Ikuti kisah Nur, wanita paruh baya yang di sia-siakan oleh suami dan anak-anaknya.
Di selingkuhi suami dan sahabatnya sudahlah berat, di tambah anak-anaknya yang justru membela mereka, membuat cahaya Nur hampir meredup.
Tapi kemudian dia sadar, akan arti namanya dan perlahan mulai bangkit dan mengembalikan sinarnya.
Apa yang akan Nur lakukan hingga membuat orang-orang yang dulu menyia-nyiakannya akhirnya menyesal?
Karya ini diterbitkan atas izin NovelToon Redwhite, isi konten hanyalah pandangan pribadi pembuatnya, tidak mewakili NovelToon sendiri
Bab 33
Zahra dan Farid terdiam di kursi tunggu pasien. Pikiran mereka kalut. Bagaimana tidak, anak dan ibu mereka mengalami musibah di hari itu semua.
Jika pikiran Zahra kosong, berbeda dengan Farid yang justru masih saja menyalahkan Nur. Menurutnya jika tidak karena sang istri yang pergi dan membuatnya kepikiran semua mungkin tidak terjadi.

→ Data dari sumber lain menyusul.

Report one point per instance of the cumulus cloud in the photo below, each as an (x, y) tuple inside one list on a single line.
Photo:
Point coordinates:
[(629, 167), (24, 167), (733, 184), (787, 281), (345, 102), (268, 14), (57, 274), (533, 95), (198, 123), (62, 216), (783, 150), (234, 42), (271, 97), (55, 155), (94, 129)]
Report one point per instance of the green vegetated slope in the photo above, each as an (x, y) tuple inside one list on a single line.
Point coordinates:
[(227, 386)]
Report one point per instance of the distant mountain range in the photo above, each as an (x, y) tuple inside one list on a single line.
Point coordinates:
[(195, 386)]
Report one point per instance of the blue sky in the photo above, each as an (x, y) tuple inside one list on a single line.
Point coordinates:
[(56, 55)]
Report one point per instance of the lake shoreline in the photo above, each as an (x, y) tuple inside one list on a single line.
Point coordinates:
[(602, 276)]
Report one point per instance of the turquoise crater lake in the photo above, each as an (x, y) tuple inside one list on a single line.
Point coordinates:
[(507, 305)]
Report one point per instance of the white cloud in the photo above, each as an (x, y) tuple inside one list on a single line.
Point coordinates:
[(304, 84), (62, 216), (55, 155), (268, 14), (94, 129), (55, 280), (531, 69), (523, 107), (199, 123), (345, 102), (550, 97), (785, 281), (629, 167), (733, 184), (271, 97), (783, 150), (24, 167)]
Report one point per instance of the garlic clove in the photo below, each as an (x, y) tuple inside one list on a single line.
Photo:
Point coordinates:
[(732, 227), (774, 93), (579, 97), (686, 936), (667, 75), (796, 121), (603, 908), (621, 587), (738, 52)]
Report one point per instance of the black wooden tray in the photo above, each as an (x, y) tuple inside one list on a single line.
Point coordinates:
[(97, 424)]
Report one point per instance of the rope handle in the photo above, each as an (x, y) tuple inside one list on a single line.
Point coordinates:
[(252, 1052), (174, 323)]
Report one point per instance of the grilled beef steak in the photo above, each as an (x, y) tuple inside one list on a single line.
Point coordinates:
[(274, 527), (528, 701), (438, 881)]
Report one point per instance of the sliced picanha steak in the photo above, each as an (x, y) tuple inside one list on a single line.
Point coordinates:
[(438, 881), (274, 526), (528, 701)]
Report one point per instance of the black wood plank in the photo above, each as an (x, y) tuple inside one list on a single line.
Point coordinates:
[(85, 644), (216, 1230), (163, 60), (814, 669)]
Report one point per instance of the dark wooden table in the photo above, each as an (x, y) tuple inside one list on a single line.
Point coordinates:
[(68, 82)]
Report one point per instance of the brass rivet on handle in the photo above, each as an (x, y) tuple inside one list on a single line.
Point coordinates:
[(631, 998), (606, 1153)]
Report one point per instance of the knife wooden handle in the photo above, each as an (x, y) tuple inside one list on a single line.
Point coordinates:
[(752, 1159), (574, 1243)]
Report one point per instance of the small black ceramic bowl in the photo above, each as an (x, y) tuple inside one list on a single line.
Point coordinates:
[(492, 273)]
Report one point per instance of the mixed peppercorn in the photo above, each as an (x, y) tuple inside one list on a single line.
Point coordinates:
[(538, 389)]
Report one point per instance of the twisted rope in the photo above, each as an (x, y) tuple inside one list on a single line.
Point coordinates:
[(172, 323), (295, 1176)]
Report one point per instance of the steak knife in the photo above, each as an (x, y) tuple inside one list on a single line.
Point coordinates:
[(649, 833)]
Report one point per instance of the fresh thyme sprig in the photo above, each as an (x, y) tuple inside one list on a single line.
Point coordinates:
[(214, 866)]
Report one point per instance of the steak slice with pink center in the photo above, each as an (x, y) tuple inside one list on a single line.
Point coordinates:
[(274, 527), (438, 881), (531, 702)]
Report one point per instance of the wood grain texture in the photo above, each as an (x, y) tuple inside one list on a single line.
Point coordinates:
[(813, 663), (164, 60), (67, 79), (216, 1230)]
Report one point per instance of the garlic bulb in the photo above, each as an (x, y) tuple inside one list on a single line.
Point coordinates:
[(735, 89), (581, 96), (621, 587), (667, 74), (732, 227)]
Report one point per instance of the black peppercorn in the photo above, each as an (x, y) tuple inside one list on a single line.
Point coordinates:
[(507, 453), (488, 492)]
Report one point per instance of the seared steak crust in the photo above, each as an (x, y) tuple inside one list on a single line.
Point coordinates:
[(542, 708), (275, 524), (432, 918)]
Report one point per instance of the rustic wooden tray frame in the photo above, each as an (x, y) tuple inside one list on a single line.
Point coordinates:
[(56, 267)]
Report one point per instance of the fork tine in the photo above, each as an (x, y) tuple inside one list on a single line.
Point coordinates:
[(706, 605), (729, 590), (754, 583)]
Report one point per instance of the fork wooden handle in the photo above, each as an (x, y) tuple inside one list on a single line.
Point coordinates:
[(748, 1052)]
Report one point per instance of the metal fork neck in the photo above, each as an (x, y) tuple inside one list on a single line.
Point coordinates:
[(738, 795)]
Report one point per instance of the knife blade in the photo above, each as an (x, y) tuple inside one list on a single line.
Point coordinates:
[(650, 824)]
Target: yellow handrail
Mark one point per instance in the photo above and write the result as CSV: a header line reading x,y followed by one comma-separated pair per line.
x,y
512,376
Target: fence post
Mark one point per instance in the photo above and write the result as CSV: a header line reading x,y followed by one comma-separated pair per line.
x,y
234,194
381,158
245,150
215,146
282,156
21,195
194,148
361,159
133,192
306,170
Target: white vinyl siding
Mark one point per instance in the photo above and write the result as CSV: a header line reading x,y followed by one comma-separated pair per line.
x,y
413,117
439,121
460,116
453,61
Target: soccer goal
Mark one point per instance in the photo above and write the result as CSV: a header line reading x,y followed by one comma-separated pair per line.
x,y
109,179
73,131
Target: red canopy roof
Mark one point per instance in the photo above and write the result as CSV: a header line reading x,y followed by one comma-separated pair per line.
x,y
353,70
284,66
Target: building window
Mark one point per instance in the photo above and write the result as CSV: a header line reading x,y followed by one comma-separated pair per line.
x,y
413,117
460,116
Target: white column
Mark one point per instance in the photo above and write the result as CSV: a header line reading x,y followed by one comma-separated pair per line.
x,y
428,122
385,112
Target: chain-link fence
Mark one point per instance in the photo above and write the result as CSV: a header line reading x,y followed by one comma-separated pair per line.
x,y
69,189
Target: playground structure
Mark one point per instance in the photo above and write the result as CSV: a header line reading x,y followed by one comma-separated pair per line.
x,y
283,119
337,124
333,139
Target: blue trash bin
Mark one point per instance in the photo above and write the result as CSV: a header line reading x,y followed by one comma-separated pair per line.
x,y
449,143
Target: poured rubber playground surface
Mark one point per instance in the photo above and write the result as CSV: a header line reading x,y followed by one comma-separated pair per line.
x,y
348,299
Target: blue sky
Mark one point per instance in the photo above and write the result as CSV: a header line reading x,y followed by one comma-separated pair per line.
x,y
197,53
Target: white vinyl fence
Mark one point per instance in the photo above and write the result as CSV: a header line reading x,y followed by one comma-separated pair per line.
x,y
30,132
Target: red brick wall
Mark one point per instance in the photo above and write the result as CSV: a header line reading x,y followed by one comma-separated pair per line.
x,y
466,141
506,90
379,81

Entah dari mana lelaki itu menyambungkan kasus kecelakaan anak dan orang tuanya dengan masalah Nur.
Namun karena Farid memang tak menyukai Nur, jadilah dirinya memerlukan kambing hitam untuk disalahkan.
"Bu Wati ini lucu, kemarin marah-marah sama kakaknya mbak Zahra gara-gara Cici jatuh, padahal selama ini dia yang kalau jagain cucunya enggak pernah benar," ucap salah satu tetangga mereka yang masih bisa didengar oleh Zahra dan Farid.
"Iya. Terus tau enggak? Kemarin kakaknya mbak Zahra tuh sampai difitnah sama si Lina. Mungkin itu akhinya kakaknya mbak Zahra pergi."
"Eh ... Denger ngga bu, Mbak Lina itu kan jatuh di kamar mandi abis itu, kata tetangganya, mbak Lina ampe meraung-raung minta maaf sambil nyebut kakaknya mbak Zahra, katanya dia ngerasa kena karma karena mau nerima sogokan dari bu Wati supaya mau fitnah kakaknya mbak Zahra. Ih ngeri ya."
Meski ketiga wanita itu berbicara dengan sedikit berbisik, tapi masih terdengar oleh Zahra dan Farid.
Betapa terkejutnya Zahra saat tahu kalau demi bisa mengusir sang kakak dari rumahnya, ibu mertuanya bahkan bisa melakukan hak keji itu pada sang kakak.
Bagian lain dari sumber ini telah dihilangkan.